= Reduced level =

Surveying terminololgy

In surveying, reduced level (RL) refers to equating elevations of survey points with reference to a common assumed vertical datum. It is a vertical distance between survey point and adopted datum surface. Thus, it is considered as the base level which is used as reference to reckon heights or depths of other places or structures in that area, region or country. The word "Reduced" here means "equating" and the word "level" means "elevation". Datum may be a real or imaginary location with a nominated elevation.

== Datum used ==
The most common and convenient datum which is internationally accepted is mean sea level which is a universal measure and based upon a common base line in the whole world determined by the earth's gravitational model (see geoid) that gives the standard to measure elevation of a place above or below mean sea level.

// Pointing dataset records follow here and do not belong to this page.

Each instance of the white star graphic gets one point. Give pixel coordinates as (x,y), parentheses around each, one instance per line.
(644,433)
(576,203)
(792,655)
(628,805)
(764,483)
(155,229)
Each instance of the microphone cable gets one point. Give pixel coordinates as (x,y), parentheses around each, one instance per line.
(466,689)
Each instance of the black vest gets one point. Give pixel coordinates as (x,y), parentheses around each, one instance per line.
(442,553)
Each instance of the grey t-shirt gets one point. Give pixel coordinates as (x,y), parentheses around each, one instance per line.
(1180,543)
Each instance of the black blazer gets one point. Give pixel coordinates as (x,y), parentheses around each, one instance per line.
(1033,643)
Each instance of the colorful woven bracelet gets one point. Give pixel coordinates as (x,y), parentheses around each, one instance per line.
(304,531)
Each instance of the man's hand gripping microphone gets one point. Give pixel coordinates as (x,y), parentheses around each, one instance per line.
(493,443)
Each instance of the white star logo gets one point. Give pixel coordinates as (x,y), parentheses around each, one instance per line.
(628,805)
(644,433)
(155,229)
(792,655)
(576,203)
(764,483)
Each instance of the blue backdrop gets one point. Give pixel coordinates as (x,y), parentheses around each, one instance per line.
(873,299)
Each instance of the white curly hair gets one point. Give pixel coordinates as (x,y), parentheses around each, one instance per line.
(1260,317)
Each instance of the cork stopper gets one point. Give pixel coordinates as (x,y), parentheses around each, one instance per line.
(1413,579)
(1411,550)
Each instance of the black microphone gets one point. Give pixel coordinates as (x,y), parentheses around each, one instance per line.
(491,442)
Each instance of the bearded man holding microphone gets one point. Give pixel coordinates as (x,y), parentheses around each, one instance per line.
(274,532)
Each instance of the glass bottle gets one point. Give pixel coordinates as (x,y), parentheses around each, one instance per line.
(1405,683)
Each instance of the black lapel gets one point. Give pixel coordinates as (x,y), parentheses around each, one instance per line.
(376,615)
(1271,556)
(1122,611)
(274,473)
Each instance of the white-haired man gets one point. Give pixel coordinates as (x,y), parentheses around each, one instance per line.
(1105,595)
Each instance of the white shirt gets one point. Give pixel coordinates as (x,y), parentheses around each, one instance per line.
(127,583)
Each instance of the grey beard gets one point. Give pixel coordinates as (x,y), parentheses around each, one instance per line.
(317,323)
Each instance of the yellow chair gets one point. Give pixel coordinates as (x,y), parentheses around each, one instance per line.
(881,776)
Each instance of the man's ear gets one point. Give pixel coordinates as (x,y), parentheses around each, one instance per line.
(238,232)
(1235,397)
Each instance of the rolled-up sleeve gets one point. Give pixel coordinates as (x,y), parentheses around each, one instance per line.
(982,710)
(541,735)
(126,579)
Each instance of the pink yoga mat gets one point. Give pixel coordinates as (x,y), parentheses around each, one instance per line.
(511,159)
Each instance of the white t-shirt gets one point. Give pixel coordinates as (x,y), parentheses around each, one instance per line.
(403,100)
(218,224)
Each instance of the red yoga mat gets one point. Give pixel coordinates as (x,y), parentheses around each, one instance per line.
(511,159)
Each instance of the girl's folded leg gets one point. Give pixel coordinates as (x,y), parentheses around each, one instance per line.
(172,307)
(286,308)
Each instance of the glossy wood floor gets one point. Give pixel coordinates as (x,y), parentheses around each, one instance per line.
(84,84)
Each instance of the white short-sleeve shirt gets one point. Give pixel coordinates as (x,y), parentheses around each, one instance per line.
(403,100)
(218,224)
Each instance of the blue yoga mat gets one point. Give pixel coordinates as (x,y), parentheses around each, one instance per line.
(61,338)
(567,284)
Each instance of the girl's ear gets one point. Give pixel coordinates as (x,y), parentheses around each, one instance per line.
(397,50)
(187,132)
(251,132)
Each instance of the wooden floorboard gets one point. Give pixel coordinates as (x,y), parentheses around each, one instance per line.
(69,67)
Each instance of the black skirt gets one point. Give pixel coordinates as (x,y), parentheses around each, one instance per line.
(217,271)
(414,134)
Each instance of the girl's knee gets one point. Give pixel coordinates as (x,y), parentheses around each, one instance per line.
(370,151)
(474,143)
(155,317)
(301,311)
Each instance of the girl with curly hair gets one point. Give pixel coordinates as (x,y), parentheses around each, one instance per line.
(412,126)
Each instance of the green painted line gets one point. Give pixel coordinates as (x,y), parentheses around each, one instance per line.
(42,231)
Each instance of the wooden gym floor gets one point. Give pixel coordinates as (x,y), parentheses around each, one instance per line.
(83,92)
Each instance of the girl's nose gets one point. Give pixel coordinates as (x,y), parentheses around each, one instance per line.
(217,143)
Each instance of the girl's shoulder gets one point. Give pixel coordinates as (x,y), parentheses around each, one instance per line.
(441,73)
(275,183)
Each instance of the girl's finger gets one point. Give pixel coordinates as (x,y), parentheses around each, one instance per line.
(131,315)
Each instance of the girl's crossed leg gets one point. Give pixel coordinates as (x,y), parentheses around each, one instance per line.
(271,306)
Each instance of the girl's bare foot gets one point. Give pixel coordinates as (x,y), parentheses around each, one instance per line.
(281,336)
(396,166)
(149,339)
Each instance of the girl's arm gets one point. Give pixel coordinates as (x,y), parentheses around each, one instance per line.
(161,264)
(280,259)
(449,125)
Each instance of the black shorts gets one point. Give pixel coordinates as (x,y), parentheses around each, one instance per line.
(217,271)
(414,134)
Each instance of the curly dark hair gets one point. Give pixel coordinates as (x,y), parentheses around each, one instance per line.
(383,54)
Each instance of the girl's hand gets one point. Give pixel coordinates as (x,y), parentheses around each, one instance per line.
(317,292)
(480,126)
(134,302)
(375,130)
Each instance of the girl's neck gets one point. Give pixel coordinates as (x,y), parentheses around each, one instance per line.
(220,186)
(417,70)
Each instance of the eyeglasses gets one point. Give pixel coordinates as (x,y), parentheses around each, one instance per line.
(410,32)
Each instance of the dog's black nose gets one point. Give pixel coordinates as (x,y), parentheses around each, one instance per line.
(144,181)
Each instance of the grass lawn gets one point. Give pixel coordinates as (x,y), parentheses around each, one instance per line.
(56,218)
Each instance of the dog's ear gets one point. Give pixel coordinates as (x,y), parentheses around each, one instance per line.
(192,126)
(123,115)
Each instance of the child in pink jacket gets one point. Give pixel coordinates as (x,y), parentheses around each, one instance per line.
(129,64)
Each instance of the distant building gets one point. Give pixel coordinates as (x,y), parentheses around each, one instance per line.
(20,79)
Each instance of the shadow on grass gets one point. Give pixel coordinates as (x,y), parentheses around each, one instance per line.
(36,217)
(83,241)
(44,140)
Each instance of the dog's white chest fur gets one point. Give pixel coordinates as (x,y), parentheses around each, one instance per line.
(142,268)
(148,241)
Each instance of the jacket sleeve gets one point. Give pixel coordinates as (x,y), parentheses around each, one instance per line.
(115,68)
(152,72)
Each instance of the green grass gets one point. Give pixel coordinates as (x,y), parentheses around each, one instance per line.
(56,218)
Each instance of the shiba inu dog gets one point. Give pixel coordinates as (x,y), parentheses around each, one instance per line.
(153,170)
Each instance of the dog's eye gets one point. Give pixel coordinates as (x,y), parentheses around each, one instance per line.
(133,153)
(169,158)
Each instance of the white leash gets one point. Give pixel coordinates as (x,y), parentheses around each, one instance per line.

Countries adopt their nearby mean sea levels as datum planes for calculations of reduced levels in their respective jurisdictions. For example, Pakistan takes sea near Karachi as its datum while India takes sea near Mumbai as its datum for calculation of reduced levels. The term reduced level is denoted shortly by 'RL'. National survey departments of each country determine RLs of significantly important locations or points. These points are called permanent benchmarks and this survey process is known as Great Trigonometrical Surveying (GTS). The permanent benchmarks act as reference points for determining RLs of other locations in a particular country.

==Instruments==
The instruments used to determine reduced level include:
- Optical levelling instruments like automatic level, Y level, dumpy level, or Cooke's reversible level
- Levelling staff
- Tripod stand

==RL calculation==
RL of a survey point can be determined by two methods:
1. Height of instrument method
2. Rise and fall method

==Significance==
1. For drainage of water under gravity a suitable slope is required. Thus, roads are built in the fashion that their RL's on sides are comparatively smaller than the RL at the mid-span of the road. This ensures proper drainage of water from roads.
2. For construction of buildings, roads, and dams, a horizontal levelled surface is required. So, at construction sites, RLs of different points are obtained. The ground surface is then being levelled to the RL, which is obtained by taking the arithmetic mean of RLs of different points.
3. Reduced Levels are used heavily in underground mining applications, referencing an area within the mine's vertical depth from the surface, as opposed to Mean sea level.